Allyship is about learning, showing empathy, and taking action. That process often includes learning, unlearning, and relearning, then building empathy for people with different experiences, and above all, taking consistent action. So each week, we’ll learn from somebody new. Please be open to new ways of thinking and understanding.
You can learn more about my work and sign up to join us for a live recording at ally.cc.
Let’s get started.
MELINDA: Hello, everyone. Today, our guest is Esther A. Armah, CEO of The Armah Institute of Emotional Justice and author of the new book, Emotional Justice: A Roadmap for Racial Healing. We’ll be discussing the topic of her book, Emotional Justice, and specifically, what transformative change can be created by Emotional Justice and what it looks like in a corporate setting. In addition, in an increasingly divided political world, we’ll also discuss how using the framing of Emotional Justice in our DEI work can move the question away from personal politics. So welcome, Esther.

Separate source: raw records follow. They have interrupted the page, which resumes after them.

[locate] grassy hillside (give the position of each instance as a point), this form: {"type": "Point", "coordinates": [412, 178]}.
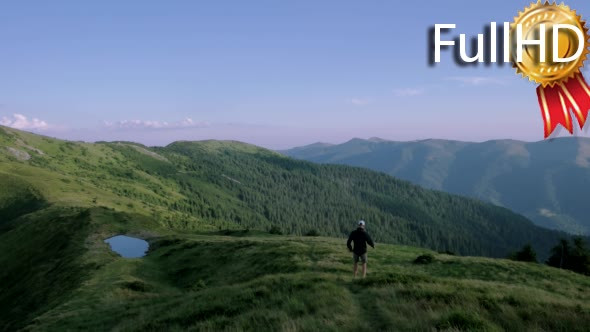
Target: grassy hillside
{"type": "Point", "coordinates": [218, 185]}
{"type": "Point", "coordinates": [205, 208]}
{"type": "Point", "coordinates": [253, 281]}
{"type": "Point", "coordinates": [545, 181]}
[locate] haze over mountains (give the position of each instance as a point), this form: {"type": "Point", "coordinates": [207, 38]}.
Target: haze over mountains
{"type": "Point", "coordinates": [206, 209]}
{"type": "Point", "coordinates": [217, 184]}
{"type": "Point", "coordinates": [547, 181]}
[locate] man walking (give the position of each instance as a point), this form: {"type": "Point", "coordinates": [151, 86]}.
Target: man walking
{"type": "Point", "coordinates": [360, 237]}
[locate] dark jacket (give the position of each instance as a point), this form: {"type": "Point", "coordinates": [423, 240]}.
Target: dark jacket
{"type": "Point", "coordinates": [360, 238]}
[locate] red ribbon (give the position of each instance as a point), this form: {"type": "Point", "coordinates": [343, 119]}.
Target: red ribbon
{"type": "Point", "coordinates": [557, 101]}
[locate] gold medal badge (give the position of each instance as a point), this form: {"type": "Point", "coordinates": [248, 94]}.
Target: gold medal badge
{"type": "Point", "coordinates": [555, 62]}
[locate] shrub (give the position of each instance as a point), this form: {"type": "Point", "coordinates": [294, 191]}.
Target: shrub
{"type": "Point", "coordinates": [424, 259]}
{"type": "Point", "coordinates": [574, 257]}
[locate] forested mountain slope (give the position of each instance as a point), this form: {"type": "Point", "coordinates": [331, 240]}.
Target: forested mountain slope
{"type": "Point", "coordinates": [545, 181]}
{"type": "Point", "coordinates": [213, 184]}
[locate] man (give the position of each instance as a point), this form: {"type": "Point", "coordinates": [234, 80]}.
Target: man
{"type": "Point", "coordinates": [360, 238]}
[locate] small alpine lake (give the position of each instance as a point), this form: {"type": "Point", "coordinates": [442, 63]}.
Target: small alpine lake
{"type": "Point", "coordinates": [127, 246]}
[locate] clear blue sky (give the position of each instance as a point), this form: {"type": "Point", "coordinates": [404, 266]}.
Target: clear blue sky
{"type": "Point", "coordinates": [273, 73]}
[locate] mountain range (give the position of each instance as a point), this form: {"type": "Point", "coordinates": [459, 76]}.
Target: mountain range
{"type": "Point", "coordinates": [546, 181]}
{"type": "Point", "coordinates": [207, 209]}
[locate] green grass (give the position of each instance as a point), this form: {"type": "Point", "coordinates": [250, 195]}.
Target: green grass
{"type": "Point", "coordinates": [209, 269]}
{"type": "Point", "coordinates": [255, 281]}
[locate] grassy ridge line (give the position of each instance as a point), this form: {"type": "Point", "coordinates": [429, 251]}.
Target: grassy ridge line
{"type": "Point", "coordinates": [213, 184]}
{"type": "Point", "coordinates": [252, 281]}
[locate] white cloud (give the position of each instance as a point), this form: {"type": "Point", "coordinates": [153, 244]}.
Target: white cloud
{"type": "Point", "coordinates": [19, 121]}
{"type": "Point", "coordinates": [147, 124]}
{"type": "Point", "coordinates": [408, 92]}
{"type": "Point", "coordinates": [360, 101]}
{"type": "Point", "coordinates": [476, 80]}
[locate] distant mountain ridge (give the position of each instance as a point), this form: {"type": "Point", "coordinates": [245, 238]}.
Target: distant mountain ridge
{"type": "Point", "coordinates": [228, 185]}
{"type": "Point", "coordinates": [547, 181]}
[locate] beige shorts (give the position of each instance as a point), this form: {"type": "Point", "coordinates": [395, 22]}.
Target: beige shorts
{"type": "Point", "coordinates": [356, 258]}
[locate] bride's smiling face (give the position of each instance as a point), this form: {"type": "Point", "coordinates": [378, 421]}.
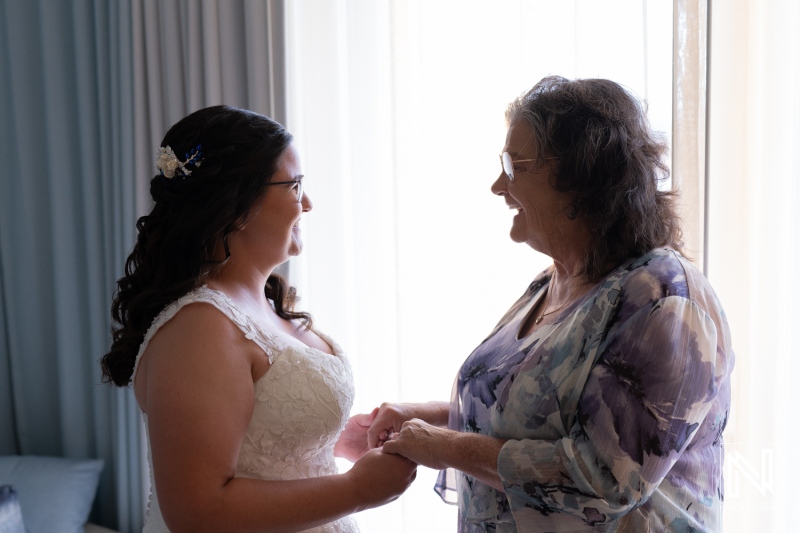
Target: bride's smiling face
{"type": "Point", "coordinates": [272, 229]}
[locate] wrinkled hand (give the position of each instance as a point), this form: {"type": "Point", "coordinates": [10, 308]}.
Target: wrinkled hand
{"type": "Point", "coordinates": [388, 421]}
{"type": "Point", "coordinates": [352, 443]}
{"type": "Point", "coordinates": [422, 443]}
{"type": "Point", "coordinates": [381, 477]}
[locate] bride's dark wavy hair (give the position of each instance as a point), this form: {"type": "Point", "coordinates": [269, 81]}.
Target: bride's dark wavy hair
{"type": "Point", "coordinates": [179, 241]}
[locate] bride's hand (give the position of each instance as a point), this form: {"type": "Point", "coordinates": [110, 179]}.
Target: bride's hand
{"type": "Point", "coordinates": [380, 478]}
{"type": "Point", "coordinates": [388, 420]}
{"type": "Point", "coordinates": [352, 443]}
{"type": "Point", "coordinates": [422, 443]}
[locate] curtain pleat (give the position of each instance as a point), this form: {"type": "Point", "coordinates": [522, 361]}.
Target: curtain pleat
{"type": "Point", "coordinates": [690, 29]}
{"type": "Point", "coordinates": [65, 222]}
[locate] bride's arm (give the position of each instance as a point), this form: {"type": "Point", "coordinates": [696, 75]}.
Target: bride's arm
{"type": "Point", "coordinates": [198, 395]}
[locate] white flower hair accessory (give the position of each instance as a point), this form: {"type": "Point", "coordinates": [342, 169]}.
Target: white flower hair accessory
{"type": "Point", "coordinates": [168, 163]}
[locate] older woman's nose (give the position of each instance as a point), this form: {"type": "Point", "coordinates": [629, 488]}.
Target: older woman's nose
{"type": "Point", "coordinates": [500, 184]}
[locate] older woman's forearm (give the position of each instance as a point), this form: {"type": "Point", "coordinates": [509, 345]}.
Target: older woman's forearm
{"type": "Point", "coordinates": [428, 445]}
{"type": "Point", "coordinates": [475, 455]}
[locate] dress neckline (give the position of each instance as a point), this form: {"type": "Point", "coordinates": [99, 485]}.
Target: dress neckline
{"type": "Point", "coordinates": [286, 339]}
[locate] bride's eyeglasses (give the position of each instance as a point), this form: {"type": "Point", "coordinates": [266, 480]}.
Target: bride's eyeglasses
{"type": "Point", "coordinates": [298, 186]}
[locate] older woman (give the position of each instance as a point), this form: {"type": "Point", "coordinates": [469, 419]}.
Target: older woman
{"type": "Point", "coordinates": [598, 401]}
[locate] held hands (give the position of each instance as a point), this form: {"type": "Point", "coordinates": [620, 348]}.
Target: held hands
{"type": "Point", "coordinates": [388, 420]}
{"type": "Point", "coordinates": [352, 443]}
{"type": "Point", "coordinates": [421, 442]}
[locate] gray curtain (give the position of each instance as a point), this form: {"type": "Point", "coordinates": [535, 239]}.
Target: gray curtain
{"type": "Point", "coordinates": [87, 90]}
{"type": "Point", "coordinates": [66, 206]}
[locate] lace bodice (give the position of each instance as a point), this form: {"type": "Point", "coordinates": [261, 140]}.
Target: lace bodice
{"type": "Point", "coordinates": [301, 406]}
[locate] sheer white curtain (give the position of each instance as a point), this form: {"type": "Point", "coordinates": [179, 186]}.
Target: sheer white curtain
{"type": "Point", "coordinates": [398, 112]}
{"type": "Point", "coordinates": [753, 242]}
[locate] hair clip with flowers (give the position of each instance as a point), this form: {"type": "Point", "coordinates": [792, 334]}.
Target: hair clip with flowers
{"type": "Point", "coordinates": [168, 163]}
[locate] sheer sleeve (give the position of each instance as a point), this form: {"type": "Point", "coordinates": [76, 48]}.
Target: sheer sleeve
{"type": "Point", "coordinates": [644, 399]}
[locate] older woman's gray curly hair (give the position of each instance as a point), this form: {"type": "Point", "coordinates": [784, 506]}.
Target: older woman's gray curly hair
{"type": "Point", "coordinates": [609, 162]}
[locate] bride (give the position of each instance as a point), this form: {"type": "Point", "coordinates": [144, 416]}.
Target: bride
{"type": "Point", "coordinates": [243, 401]}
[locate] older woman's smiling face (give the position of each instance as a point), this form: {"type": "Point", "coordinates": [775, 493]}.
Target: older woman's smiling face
{"type": "Point", "coordinates": [540, 219]}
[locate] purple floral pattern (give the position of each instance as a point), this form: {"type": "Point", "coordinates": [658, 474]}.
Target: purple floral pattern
{"type": "Point", "coordinates": [613, 415]}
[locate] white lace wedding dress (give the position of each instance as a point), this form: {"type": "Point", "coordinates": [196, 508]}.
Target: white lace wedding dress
{"type": "Point", "coordinates": [301, 406]}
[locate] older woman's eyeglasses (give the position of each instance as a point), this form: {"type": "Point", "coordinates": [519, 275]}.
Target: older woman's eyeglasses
{"type": "Point", "coordinates": [298, 186]}
{"type": "Point", "coordinates": [508, 163]}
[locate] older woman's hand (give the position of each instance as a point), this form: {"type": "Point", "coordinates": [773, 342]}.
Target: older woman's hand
{"type": "Point", "coordinates": [391, 416]}
{"type": "Point", "coordinates": [421, 443]}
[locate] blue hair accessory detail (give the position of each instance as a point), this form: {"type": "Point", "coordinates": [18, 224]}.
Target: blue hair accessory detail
{"type": "Point", "coordinates": [169, 165]}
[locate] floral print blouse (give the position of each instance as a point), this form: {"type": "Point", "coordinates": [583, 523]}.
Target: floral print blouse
{"type": "Point", "coordinates": [613, 414]}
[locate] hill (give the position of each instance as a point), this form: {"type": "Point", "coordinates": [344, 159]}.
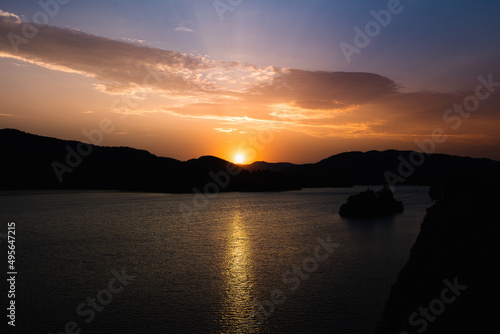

ESTHER: Thank you. Thank you so much. A pleasure to join you.
MELINDA: I’m excited to have this conversation. So, let’s start with your story. Can you share a bit about where you grew up and how you ended up getting to do the work that you do today?
ESTHER: I am a self-described Global Black Chic. And by that, I mean I was born in London, which is the home of my birth. I went to school there. I lived in New York for almost a decade. I claim that as my creative home. I’m joining you from the capital city of Ghana, on the west coast of Africa, Accra, which is my spiritual home, the home of my family.
All three of those cities, London, New York, and Accra, have really shaped the way that I work the lens through which I work, which is global Blackness, how I approach everything that I do, and what formed and created the framework that really, that is purpose and passion and profession of emotional justice. So that’s me, tribe, city, and community. Those are my people.
MELINDA: Thanks for that. So, let’s dive right into emotional justice, then. Well, first, I should say congratulations on your new book.
ESTHER: Thank you. Thank you so much. Incredibly, it’s a number one new release on Amazon. It was number one for five weeks in one category, the general sociology of race relations, and it’s now just become number one in another category of cultural anthropology. And so, it’s out in the world. I mean, I’m overwhelmed and in shock but very excited about that.
MELINDA: That’s fantastic. That’s fantastic. I’m so happy. Let’s start with the beginning of emotional justice. What is it, first off?
ESTHER: It is a roadmap for racial healing that, at its most basic foundation, helps all of us—Black, White, Brown, Indigenous—do what I call our emotional work in dismantling inequitable systems in order that we cannot just articulate humanity but practice the kind of humanity that is transformative.
What I mean by that is this is a framework and a roadmap for racial healing that grapples with a legacy of untreated trauma that exists because of the oppressive systems that have shaped our modern world. And what I call created the Language of Whiteness.
The Language of Whiteness is the narrative that we’ve all been taught—White, Black, Brown, Indigenous—we’ve all been taught about how the world came to be and our role in it as White, Black, Brown, Indigenous People. So, this Narrative of Whiteness is the world that was built by White people. White people saved the world. White people built the world. White people conquered the world. As Black, Brown, and Indigenous people, we were essentially people that needed to be saved or civilized. And that is a narrative that has shaped all of us on how we move through the world.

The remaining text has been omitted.